Como era de esperar, los rumores acabaron por llegar a oídos del Washington Post. El corresponsal de inteligencia del periódico optó por omitir los comentarios más salaces que había oído, pero en un extenso artículo de primera página reveló que Monica había perdido la confianza de los peces gordos de la Agencia, los barones de la comunidad de inteligencia e incluso el propio presidente. Aquella tarde, durante una sesión fotográfica con unos escolares en el Jardín de rosas, el presidente Beckwith aseguró que Monica Tyler contaba con su «confianza más absoluta». Traducidas del washingtoniano al inglés, dichas palabras significaban que estaban a punto de darle la patada.

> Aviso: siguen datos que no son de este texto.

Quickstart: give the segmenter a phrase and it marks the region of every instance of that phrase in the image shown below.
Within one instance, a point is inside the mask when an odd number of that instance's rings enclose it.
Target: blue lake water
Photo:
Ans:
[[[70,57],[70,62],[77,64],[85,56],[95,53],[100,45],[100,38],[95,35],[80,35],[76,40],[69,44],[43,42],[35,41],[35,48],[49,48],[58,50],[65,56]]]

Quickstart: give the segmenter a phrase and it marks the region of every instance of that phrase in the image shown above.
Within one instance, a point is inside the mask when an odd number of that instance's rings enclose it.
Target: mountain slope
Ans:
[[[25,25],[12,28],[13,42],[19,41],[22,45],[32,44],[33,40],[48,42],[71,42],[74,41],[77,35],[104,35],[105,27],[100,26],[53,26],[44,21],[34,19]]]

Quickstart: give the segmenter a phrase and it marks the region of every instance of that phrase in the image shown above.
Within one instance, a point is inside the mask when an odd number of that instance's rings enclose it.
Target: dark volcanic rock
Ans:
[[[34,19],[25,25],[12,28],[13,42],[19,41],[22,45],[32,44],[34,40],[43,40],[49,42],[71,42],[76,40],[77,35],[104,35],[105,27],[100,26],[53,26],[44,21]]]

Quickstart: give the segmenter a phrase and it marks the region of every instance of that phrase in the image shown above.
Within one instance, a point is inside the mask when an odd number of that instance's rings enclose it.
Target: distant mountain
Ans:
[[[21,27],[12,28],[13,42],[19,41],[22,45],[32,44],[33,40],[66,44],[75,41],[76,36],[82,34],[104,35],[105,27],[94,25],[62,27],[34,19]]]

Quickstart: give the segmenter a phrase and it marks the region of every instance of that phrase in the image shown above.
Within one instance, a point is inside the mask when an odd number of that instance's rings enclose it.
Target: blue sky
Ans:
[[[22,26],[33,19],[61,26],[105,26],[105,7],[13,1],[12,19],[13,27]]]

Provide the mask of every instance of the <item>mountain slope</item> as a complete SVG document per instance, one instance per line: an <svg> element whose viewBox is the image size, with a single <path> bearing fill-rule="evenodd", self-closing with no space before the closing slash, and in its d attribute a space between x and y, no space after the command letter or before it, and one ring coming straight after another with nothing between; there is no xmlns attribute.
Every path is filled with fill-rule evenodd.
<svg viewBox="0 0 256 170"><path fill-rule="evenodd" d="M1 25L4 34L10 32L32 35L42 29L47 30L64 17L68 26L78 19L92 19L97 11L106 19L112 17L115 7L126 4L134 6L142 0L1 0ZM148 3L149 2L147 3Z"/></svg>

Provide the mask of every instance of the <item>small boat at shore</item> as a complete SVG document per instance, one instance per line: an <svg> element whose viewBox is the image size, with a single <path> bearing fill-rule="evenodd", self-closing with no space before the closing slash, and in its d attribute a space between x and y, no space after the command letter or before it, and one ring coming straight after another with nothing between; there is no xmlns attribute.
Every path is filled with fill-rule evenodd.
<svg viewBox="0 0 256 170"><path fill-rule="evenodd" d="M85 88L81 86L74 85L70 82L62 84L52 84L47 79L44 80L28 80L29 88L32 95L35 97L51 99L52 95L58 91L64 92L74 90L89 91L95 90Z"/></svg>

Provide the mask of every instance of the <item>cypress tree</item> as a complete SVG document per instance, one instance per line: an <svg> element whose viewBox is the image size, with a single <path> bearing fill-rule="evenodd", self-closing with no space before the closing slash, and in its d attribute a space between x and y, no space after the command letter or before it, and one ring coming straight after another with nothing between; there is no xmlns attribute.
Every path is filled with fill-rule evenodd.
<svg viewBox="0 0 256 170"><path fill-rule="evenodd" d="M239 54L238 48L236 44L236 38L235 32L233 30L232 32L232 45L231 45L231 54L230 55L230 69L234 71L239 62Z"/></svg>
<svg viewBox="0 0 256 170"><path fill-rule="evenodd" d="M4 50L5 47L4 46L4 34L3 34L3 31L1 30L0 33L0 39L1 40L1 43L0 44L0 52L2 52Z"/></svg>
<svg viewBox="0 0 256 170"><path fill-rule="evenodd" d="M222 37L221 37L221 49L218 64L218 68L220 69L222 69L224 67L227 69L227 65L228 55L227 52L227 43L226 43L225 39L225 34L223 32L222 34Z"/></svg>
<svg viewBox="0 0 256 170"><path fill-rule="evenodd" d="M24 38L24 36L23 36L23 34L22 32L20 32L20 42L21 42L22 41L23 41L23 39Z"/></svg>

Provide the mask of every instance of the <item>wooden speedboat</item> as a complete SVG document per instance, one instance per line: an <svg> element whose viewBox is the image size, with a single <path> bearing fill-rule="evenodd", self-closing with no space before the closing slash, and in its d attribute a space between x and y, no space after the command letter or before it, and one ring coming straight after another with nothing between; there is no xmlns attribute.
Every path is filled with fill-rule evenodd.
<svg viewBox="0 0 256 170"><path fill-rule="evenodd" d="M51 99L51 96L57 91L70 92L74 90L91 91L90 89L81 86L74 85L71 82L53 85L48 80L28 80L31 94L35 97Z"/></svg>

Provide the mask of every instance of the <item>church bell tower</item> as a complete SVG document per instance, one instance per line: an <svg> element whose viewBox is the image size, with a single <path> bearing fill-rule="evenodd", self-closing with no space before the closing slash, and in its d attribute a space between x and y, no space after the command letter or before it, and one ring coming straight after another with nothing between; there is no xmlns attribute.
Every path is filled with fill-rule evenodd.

Los periodistas la asediaban. Meet the Press quería entrevistarla. Ted Koppel le telefoneó en persona para invitarla a Nightline. Una productora de Larry King Live intentó burlar a los guardias de la entrada a base de labia. Monica declinó todas las ofertas y se limitó a emitir un comunicado escrito diciendo que estaba al servicio del presidente, y si el presidente quería que se quedara, se quedaría.
Pero el daño ya estaba hecho. El invierno envolvió la Séptima Planta. Las puertas permanecían cerradas a cal y canto; los papeles dejaron de circular. Sobre el lugar se cernía la parálisis. Monica había quedado marginada, decían los rumores. Monica estaba más inaccesible que nunca. Monica estaba acabada. A Tararí y Tarará apenas se les veía, y cuando aparecían se movían por los pasillos como escurridizos lobos grises. Había que hacer algo, instaban los rumores. Las cosas no podían seguir así.
Por fin, en julio, Monica convocó al personal en el auditorio y anunció su intención de dimitir el 1 de septiembre. Lo anunciaba con antelación a fin de que el presidente Beckwith, al que profesaba profunda admiración y al que había sido un honor servir, tuviera tiempo para elegir a un sucesor apropiado. Entretanto se producirían cambios en la cúpula directiva de la Agencia. Adrian Carter sería el nuevo director ejecutivo, Cynthia Martin ocuparía su puesto como jefe del Centro de Antiterrorismo y Michael Osbourne sería el nuevo subdirector de operaciones.
En otoño, Monica desapareció del mapa. Su antigua empresa quería recuperarla, pero Monica repuso que necesitaba tiempo antes de regresar al torbellino de Wall Street. Empezó a viajar; informes acerca de su paradero llegaban con regularidad a manos de Carter y Michael en la Séptima Planta de Langley. Monica siempre estaba sola, según los partes. No la acompañaban familiares, amigos, amantes ni perros… Por lo visto, no mantenía contactos sospechosos de ninguna clase. La habían visto en Buenos Aires, en París y también de safari en Sudáfrica. Fue a hacer submarinismo en el mar Rojo, para sorpresa de todos en el cuartel general, pues nadie sabía que fuera una buceadora experta. A finales de noviembre, un agente de la estación de la CIA en Viena la fotografió sentada sola en un gélido café del Stephansplatz.
Aquella misma noche, Monica Tyler regresaba a pie a su hotel después de la cena. Caminaba por una calleja a la sombra de la catedral de San Esteban cuando un hombre apareció ante ella. Era de estatura mediana, constitución compacta y agilidad notable. Algo en sus movimientos, en el ritmo resuelto de su paso, activó todas las alarmas en su mente.
Miró por encima del hombro y se dio cuenta de que estaba sola. Se detuvo, giró sobre sus talones y se dirigió de nuevo hacia la plaza. El hombre, que ahora caminaba tras ella, se limitó a apretar el paso. Monica no corrió, pues sabía que carecía de sentido. Se limitó a cerrar los ojos y seguir andando.
El hombre se acercaba cada vez más, pero no sucedió nada. Por fin, Monica se dio la vuelta para encararse con él. En ese momento, el hombre sacó un arma al final de cuyo cañón se veía un silenciador largo y esbelto.